Anytime Amazon.com (NASDAQ:AMZN) makes a change to its Prime membership service it draws attention.

The biggest change -- raising the price from $79 to $99 a year -- sparked fears that people would abandon the service. That did not happen and the online retailer continues to add members (though exactly how many it does not release).

Prime, which now includes a streaming video and a music service along with the original offer of free two-day shipping on millions items, remains integral to the company because members spend more than non-members.

That makes any change to the deal a bit of a risk for the company.

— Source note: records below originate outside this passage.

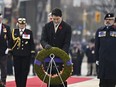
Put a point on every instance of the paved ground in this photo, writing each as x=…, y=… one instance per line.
x=91, y=83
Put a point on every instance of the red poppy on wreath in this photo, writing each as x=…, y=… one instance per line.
x=60, y=27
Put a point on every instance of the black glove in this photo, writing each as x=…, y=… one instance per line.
x=48, y=46
x=10, y=53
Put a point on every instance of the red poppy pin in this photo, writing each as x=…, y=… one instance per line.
x=60, y=27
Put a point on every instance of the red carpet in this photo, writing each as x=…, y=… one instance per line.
x=36, y=82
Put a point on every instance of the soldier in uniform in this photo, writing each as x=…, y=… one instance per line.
x=56, y=33
x=105, y=52
x=4, y=41
x=22, y=48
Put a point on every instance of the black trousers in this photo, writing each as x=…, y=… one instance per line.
x=3, y=67
x=21, y=67
x=107, y=83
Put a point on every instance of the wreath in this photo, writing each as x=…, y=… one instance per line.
x=40, y=71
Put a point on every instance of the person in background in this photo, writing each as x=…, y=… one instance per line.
x=115, y=23
x=23, y=49
x=5, y=35
x=50, y=17
x=56, y=33
x=105, y=52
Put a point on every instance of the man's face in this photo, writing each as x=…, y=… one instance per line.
x=109, y=21
x=0, y=19
x=22, y=26
x=56, y=19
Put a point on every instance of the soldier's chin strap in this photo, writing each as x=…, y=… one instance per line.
x=16, y=39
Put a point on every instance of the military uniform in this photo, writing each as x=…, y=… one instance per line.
x=23, y=48
x=4, y=41
x=105, y=51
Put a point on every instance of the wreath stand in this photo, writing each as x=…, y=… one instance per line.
x=52, y=61
x=46, y=74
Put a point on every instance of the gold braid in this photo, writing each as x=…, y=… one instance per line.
x=16, y=39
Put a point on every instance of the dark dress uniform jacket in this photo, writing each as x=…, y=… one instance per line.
x=4, y=39
x=105, y=50
x=60, y=39
x=26, y=43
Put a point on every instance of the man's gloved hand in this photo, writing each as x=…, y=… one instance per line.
x=48, y=46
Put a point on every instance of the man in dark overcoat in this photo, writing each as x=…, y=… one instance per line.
x=4, y=41
x=56, y=33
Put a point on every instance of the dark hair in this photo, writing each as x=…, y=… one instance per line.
x=57, y=12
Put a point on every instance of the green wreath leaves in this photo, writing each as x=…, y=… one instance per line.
x=39, y=69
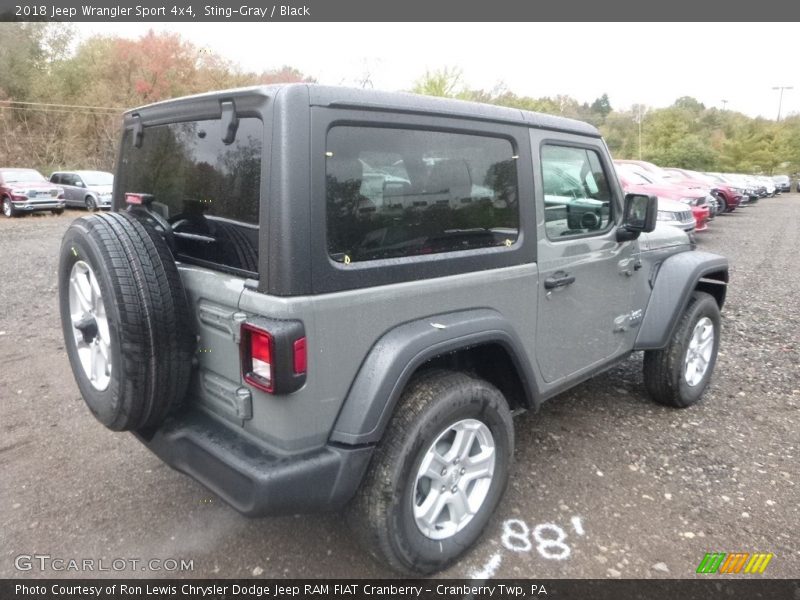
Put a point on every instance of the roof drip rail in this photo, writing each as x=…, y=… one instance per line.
x=230, y=122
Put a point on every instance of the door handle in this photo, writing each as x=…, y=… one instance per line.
x=559, y=279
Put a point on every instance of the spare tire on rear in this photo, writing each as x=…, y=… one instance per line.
x=126, y=321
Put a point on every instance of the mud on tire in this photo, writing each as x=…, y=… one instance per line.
x=134, y=285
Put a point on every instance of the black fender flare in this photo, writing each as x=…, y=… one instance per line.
x=671, y=287
x=395, y=357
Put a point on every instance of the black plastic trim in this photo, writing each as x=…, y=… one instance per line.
x=400, y=352
x=251, y=479
x=675, y=280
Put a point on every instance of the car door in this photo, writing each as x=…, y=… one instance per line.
x=78, y=190
x=74, y=190
x=64, y=181
x=585, y=288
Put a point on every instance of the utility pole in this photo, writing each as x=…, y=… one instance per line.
x=640, y=131
x=780, y=97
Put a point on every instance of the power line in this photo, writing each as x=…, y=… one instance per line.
x=59, y=110
x=109, y=108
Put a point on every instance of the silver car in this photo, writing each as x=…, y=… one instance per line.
x=90, y=189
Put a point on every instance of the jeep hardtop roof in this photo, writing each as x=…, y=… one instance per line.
x=361, y=99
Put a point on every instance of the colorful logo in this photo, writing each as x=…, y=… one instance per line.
x=737, y=562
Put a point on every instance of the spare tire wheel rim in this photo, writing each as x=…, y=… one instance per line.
x=698, y=354
x=454, y=479
x=90, y=325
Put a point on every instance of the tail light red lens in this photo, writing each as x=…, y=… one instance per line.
x=274, y=355
x=257, y=353
x=300, y=357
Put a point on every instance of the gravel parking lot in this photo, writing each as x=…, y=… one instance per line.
x=605, y=483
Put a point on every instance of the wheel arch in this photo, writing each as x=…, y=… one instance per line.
x=671, y=287
x=478, y=340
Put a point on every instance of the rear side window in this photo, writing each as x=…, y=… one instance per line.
x=208, y=191
x=403, y=192
x=577, y=197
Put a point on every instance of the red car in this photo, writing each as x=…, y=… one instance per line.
x=26, y=190
x=728, y=197
x=636, y=180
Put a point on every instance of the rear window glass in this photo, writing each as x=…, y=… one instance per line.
x=208, y=191
x=402, y=192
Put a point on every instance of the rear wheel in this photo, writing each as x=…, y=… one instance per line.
x=437, y=475
x=125, y=320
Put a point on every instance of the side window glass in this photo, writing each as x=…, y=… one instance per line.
x=393, y=193
x=577, y=197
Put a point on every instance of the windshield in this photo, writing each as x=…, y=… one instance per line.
x=633, y=177
x=18, y=175
x=97, y=178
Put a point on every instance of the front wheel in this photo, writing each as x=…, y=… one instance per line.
x=437, y=475
x=678, y=375
x=723, y=204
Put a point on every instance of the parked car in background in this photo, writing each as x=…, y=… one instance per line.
x=744, y=183
x=782, y=182
x=27, y=190
x=737, y=194
x=89, y=189
x=727, y=196
x=639, y=181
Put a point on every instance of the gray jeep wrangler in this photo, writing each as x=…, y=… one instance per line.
x=313, y=298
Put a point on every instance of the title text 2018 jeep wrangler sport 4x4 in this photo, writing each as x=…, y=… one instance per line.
x=314, y=298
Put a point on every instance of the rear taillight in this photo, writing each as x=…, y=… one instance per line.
x=300, y=358
x=257, y=357
x=273, y=354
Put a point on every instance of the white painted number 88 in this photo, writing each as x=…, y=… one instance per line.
x=551, y=547
x=515, y=536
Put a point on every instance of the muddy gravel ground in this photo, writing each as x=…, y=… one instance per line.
x=605, y=483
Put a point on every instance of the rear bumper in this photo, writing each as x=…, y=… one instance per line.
x=250, y=478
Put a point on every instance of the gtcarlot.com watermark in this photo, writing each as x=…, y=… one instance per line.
x=46, y=562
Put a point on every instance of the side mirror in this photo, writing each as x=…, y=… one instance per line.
x=639, y=216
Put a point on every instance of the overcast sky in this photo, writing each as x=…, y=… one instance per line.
x=648, y=63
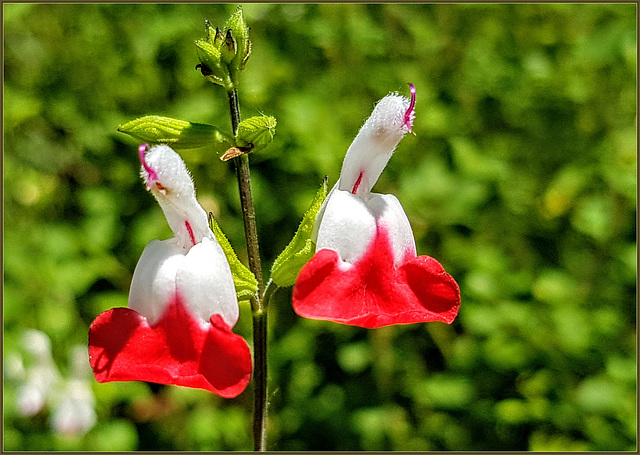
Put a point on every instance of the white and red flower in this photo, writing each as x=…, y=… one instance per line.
x=366, y=271
x=182, y=302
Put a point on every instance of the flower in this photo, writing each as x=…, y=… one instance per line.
x=69, y=399
x=182, y=301
x=366, y=271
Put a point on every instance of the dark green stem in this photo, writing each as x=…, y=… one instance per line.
x=257, y=306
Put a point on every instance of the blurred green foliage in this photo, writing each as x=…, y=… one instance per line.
x=520, y=179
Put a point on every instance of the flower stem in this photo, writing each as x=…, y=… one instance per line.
x=257, y=306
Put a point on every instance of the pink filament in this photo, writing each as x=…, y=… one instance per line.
x=357, y=184
x=407, y=114
x=151, y=173
x=190, y=231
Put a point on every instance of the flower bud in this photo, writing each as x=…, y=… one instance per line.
x=211, y=65
x=239, y=31
x=224, y=53
x=301, y=248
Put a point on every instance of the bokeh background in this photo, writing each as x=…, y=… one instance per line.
x=520, y=179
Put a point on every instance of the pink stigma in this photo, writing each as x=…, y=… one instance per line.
x=152, y=175
x=408, y=116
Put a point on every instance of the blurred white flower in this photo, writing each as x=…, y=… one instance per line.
x=40, y=384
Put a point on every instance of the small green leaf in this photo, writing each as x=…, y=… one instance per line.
x=243, y=279
x=179, y=134
x=211, y=65
x=256, y=132
x=301, y=248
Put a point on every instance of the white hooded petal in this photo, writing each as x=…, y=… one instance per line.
x=168, y=179
x=205, y=283
x=346, y=226
x=390, y=215
x=376, y=141
x=154, y=279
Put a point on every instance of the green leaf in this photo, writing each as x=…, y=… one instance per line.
x=179, y=134
x=301, y=248
x=243, y=279
x=211, y=65
x=256, y=132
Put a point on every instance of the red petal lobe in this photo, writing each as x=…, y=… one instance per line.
x=177, y=350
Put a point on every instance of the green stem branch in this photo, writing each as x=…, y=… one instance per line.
x=258, y=306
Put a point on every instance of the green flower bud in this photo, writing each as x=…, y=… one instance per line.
x=256, y=132
x=223, y=54
x=301, y=249
x=243, y=279
x=179, y=134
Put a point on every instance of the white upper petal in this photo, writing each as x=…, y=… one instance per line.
x=174, y=190
x=154, y=279
x=346, y=226
x=390, y=214
x=206, y=284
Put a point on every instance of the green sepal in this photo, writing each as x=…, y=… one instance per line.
x=301, y=249
x=179, y=134
x=256, y=132
x=211, y=65
x=239, y=32
x=244, y=281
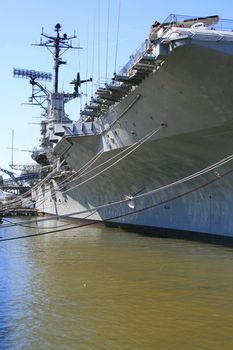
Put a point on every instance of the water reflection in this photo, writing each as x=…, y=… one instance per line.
x=101, y=288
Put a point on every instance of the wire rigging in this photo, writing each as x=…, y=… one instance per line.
x=117, y=37
x=107, y=43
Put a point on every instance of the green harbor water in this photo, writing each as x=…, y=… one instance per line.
x=97, y=288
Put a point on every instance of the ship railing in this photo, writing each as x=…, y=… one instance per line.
x=175, y=20
x=220, y=24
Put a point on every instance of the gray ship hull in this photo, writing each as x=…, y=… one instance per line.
x=155, y=162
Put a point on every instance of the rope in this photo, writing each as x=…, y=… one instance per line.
x=188, y=178
x=116, y=217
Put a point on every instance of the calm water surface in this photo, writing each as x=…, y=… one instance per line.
x=101, y=288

Still, a number of tweaks to the service have been rolled out that may impact whether new customers sign on and existing ones renew.

What did Amazon do?
First, the online retailer cut the number of adults living in the same household who can share Prime shipping benefits. Previously Amazon had allowed sharing with up to four additional family members (who reside under the same roof) and now it only allows sharing with a single person by the main account holder, GeekWire reported.

Prime Video and other non-shipping services can be shared with up to four children (who would not have their own accounts) as well.

But, where Amazon taketh away the company also giveth. It told the online tech news site that it's now allowing members to do additional things including sharing Kindle book purchases with a spouse. A spokesman gave GeekWire the following statement.

"We are excited to allow Prime members to share more benefits within their household. This was always our intention, and the new Amazon Households Program allows a family unlimited access to Prime Instant Video so they can share access to videos included with Prime," the spokeswoman said. "It also allows households to create a shared library of ebooks, audiobooks, apps and games across all of Amazon devices and media apps, in addition to sharing shipping benefits and more."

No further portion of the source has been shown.